Trash lays around for weeks and weeks in ditches alongside our dirt roads and highways, and in our creeks, rivers and lakes right here in the communities that we so proudly call home. Visitors to this area notice and it hurts our self-esteem. That’s why we need a “trash talk” once in awhile.

The Rocky Mount-Nash-Edgecombe area has a lot going for it, but I am pretty sure that litter is not on the list.

Littering is not always on purpose. Wind drafts from highway traffic blows paper and plastic items onto adjoining property. Sometimes trash, including tree limbs, blows off the bed of trucks. Sometimes, children and adults, too, toss things from car windows—cups, cans, cigarette butts and other trash, not realizing that it is an act of littering.
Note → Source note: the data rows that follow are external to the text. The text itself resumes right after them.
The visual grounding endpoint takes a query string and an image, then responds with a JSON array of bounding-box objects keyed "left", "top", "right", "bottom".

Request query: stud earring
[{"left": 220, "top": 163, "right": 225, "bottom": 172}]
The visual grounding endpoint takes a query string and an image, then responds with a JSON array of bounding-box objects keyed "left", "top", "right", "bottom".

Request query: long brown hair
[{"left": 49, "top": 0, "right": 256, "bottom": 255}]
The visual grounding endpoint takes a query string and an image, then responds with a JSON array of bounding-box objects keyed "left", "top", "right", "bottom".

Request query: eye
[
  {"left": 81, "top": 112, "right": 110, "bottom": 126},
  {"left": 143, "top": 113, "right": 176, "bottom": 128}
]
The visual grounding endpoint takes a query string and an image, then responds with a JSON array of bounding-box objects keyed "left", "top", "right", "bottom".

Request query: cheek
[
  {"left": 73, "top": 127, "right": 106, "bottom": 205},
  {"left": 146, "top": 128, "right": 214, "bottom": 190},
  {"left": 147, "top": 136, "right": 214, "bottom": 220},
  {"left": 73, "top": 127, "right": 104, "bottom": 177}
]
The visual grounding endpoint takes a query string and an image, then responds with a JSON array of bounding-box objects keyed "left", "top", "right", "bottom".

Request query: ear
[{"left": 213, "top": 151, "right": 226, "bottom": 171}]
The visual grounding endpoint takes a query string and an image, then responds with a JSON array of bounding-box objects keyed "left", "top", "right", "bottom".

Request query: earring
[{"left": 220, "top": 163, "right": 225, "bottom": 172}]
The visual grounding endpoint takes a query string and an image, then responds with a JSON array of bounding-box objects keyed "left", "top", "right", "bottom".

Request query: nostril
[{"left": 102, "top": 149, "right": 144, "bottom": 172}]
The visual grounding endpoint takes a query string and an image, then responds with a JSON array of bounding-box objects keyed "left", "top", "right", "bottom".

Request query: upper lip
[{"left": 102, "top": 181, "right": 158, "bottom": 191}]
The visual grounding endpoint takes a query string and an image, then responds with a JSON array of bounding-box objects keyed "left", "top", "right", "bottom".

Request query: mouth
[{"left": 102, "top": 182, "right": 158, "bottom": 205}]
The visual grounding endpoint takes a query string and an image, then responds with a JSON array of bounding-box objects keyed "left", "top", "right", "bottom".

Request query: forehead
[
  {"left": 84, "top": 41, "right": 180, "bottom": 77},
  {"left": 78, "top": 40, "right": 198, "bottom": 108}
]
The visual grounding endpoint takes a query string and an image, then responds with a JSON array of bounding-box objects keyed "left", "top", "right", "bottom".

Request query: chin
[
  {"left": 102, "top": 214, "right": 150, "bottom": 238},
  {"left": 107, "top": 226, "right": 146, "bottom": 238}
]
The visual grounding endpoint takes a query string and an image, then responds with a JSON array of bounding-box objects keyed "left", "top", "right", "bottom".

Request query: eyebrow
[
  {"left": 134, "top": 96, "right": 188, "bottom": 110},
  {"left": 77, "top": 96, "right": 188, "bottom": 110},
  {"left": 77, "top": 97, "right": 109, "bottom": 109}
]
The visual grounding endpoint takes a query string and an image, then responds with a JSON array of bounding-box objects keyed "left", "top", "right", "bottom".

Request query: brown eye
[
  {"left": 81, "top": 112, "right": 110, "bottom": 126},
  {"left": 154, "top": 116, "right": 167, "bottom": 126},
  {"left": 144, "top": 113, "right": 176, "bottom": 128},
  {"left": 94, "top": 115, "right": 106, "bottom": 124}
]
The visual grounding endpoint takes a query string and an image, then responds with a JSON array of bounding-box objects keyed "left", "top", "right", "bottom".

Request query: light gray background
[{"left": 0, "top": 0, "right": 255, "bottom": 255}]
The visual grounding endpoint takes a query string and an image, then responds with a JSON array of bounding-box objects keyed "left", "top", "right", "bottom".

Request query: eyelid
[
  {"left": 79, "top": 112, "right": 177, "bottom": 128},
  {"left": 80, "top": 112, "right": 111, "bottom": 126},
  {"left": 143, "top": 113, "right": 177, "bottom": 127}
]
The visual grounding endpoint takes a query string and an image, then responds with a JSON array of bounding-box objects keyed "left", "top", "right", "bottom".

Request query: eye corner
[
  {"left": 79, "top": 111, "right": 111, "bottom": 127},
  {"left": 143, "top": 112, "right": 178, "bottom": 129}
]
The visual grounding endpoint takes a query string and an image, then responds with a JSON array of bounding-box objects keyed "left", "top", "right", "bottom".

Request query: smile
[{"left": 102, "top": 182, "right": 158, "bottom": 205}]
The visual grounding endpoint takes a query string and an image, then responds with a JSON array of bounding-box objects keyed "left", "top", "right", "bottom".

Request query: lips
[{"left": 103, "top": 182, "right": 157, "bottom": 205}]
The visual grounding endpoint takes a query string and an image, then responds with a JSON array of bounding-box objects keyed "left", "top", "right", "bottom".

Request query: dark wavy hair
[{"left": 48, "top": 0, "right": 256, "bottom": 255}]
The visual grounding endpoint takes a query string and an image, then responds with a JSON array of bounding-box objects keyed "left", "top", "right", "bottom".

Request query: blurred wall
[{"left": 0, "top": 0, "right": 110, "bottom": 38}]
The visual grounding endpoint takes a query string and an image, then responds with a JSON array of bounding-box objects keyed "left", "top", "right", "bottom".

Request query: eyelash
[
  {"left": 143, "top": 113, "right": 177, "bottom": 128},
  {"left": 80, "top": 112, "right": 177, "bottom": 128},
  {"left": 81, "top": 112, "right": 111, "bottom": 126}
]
Littering on purpose is another matter. For instance, pulling onto a dirt road through the woods to dump trash is illegal, unless you have permission from that landowner.

Litter comes in small and big pieces, including small pieces of paper, cups, cans, bottles, all the way up to discarded furniture and appliances. For the larger stuff, city residents can have it picked up by the city. Smaller pieces of paper can be placed in a recycling container, to also be picked up by the city.

And the City of Rocky Mount is commended for beginning a litter removal program in March that hires needy workers and pays them to pick up litter on the city’s roadways.

Many times volunteers will be seen gathering up litter from the roadside and ditches to help keep our area clean. They deserve to be thanked for their efforts and their pride in our communities.

This past weekend, we saw West Mount Ruritan Club president Buck Pittman, aided by several young volunteers, cleaning up trash on West Mount Drive on one of the hottest days of the year. Hooray for them!

We also visited friends who live on the Rocky Mount Reservoir, and they were continuing the job of cleaning up their property at their waterfront, loading trash, along with tree limbs and logs that had also washed up, into a trailer. Its destination will end at a dumpster site.

Owners of property on the reservoir that is not part of city property, are responsible for keeping their property clean. It is very disgusting and hard work. A big basket of Kudos for them!

I don’t like the word “trash” to describe my Great Outdoors. I like the word “pristine” to describe mine. It is a beautiful word that means clean-peaceful-undisturbed-inviting-serene.

That’s the way our woods look when there are no pieces of litter filling it up. That’s the way our creeks, rivers, lakes and the Rocky Mount Reservoir looks when there is no litter floating in it.

Sometimes at our favorite fishing places, litter, including coffee cups, bait cups, sandwich wrappers, plastic bags and other items blow out of boats and off the banks and into the water.

We cannot disguise our trash by giving it a prettier name, such as “litter”. It is still trash and can be picked up and disposed of. There is something we can do to help with the problem of litter build-up here.

We can learn to respect the property of others and their efforts to keep their property litter-free. And we can make sure that our family members pitch in, too. We can teach our children not to throw trash of any kind from the car windows as we ride along the roads or from a boat if we are on the water. It is easy to carry a plastic bag in our vehicles for the disposal of any trash when we get back home.

If we smoke, put cigarette butts in the ashtray and empty them when we get to our destination. Every member of the family can have a hand in protecting our great outdoors that begins just outside our front doors and back doors.

Let’s all get out in it often and appreciate it more.